The drug discovery pipeline is a type of computational strategy linked to artificial intelligence — a computer algorithm that learns to predict activity through trial and error, improving over time.
With no clear end in sight, the COVID-19 pandemic has disrupted lives, strained health care systems, and weakened economies. Efforts to repurpose drugs, such as Remdesivir, have achieved some success. A vaccine for the SARS-CoV-2 virus could be months away, though it is not guaranteed.

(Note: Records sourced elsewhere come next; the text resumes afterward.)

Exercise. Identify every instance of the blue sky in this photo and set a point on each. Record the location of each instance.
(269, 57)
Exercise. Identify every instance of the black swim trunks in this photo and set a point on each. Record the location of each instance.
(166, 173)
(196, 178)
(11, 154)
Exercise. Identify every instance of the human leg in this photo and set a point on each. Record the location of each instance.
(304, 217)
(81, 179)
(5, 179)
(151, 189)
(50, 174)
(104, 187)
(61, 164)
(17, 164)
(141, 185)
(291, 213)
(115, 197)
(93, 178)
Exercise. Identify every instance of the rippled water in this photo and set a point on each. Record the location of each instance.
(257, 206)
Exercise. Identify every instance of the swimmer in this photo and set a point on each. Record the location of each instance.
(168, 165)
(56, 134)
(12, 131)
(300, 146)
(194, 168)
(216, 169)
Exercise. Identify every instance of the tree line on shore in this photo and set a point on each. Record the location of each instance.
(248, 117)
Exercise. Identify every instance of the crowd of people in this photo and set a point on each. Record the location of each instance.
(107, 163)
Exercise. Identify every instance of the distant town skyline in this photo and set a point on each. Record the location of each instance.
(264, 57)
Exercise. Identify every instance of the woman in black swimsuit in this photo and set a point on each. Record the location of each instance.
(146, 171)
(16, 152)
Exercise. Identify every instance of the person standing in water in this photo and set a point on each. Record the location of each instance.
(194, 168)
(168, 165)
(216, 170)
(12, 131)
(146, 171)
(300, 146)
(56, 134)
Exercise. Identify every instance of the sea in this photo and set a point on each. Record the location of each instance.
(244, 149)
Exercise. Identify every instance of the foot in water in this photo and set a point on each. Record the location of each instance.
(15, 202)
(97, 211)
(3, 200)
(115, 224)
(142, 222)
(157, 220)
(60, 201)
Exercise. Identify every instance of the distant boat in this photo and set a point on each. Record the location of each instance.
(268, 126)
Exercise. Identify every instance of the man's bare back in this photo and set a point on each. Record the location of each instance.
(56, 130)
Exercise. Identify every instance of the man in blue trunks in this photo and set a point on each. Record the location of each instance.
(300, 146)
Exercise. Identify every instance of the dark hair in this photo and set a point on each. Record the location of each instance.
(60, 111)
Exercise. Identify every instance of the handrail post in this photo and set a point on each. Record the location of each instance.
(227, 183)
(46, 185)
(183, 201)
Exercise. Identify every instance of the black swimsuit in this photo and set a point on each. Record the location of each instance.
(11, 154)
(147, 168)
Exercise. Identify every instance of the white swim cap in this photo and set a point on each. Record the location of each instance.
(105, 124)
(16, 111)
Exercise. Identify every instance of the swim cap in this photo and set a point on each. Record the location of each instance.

“As a result, drug candidate pipelines, such as the one we developed, are extremely important to pursue as a first step toward systematic discovery of new drugs for treating COVID-19,” Ray said. “Existing FDA-approved drugs that target one or more human proteins important for viral entry and replication are currently high priority for repurposing as new COVID-19 drugs. The demand is high for additional drugs or small molecules that can interfere with both entry and replication of SARS-CoV-2 in the body. Our drug discovery pipeline can help.”
Joel Kowalewski, a graduate student in Ray’s lab, used small numbers of previously known ligands for 65 human proteins that are known to interact with SARS-CoV-2 proteins. He generated machine learning models for each of the human proteins.
“These models are trained to identify new small molecule inhibitors and activators — the ligands — simply from their 3-D structures,” Kowalewski said.
Kowalewski and Ray were thus able to create a database of chemicals whose structures were predicted as interactors of the 65 protein targets. They also evaluated the chemicals for safety.
“The 65 protein targets are quite diverse and are implicated in many additional diseases as well, including cancers,” Kowalewski said. “Apart from drug-repurposing efforts ongoing against these targets, we were also interested in identifying novel chemicals that are currently not well studied.”
Ray and Kowalewski used their machine learning models to screen more than 10 million commercially available small molecules from a database comprised of 200 million chemicals, and identified the best-in-class hits for the 65 human proteins that interact with SARS-CoV-2 proteins.
Taking it a step further, they identified compounds among the hits that are already FDA approved, such as drugs and compounds used in food. They also used the machine learning models to compute toxicity, which helped them reject potentially toxic candidates. This helped them prioritize the chemicals that were predicted to interact with SARS-CoV-2 targets. Their method allowed them to not only identify the highest scoring candidates with significant activity against a single human protein target, but also find a few chemicals that were predicted to inhibit two or more human protein targets.
“Compounds I am most excited to pursue are those predicted to be volatile, setting up the unusual possibility of inhaled therapeutics,” Ray said.
“Historically, disease treatments become increasingly more complex as we develop a better understanding of the disease and how individual genetic variability contributes to the progression and severity of symptoms,” Kowalewski said. “Machine learning approaches like ours can play a role in anticipating the evolving treatment landscape by providing researchers with additional possibilities for further study. While the approach crucially depends on experimental data, virtual screening may help researchers ask new questions or find new insight.”
Ray and Kowalewski argue that their computational strategy for the initial screening of vast numbers of chemicals has an advantage over traditional cell-culture-dependent assays that are expensive and can take years to test.
“Our database can serve as a resource for rapidly identifying and testing novel, safe treatment strategies for COVID-19 and other diseases where the same 65 target proteins are relevant,” he said. “While the COVID-19 pandemic was what motivated us, we expect our predictions from more than 10 million chemicals will accelerate drug discovery in the fight against not only COVID-19 but also a number of other diseases.”
Ray is looking for funding and collaborators to move toward testing cell lines, animal models, and eventually clinical trials.
The research paper, “Predicting Novel Drugs for SARS-CoV-2 using Machine Learning from a >10 Million Chemical Space,” appears in the journal Heliyon, an interdisciplinary journal from Cell Press.
The technology has been disclosed to the UCR Office of Technology Partnerships, assigned UC case number 2020-249, and is patent pending under the title “Therapeutic compounds and methods thereof.”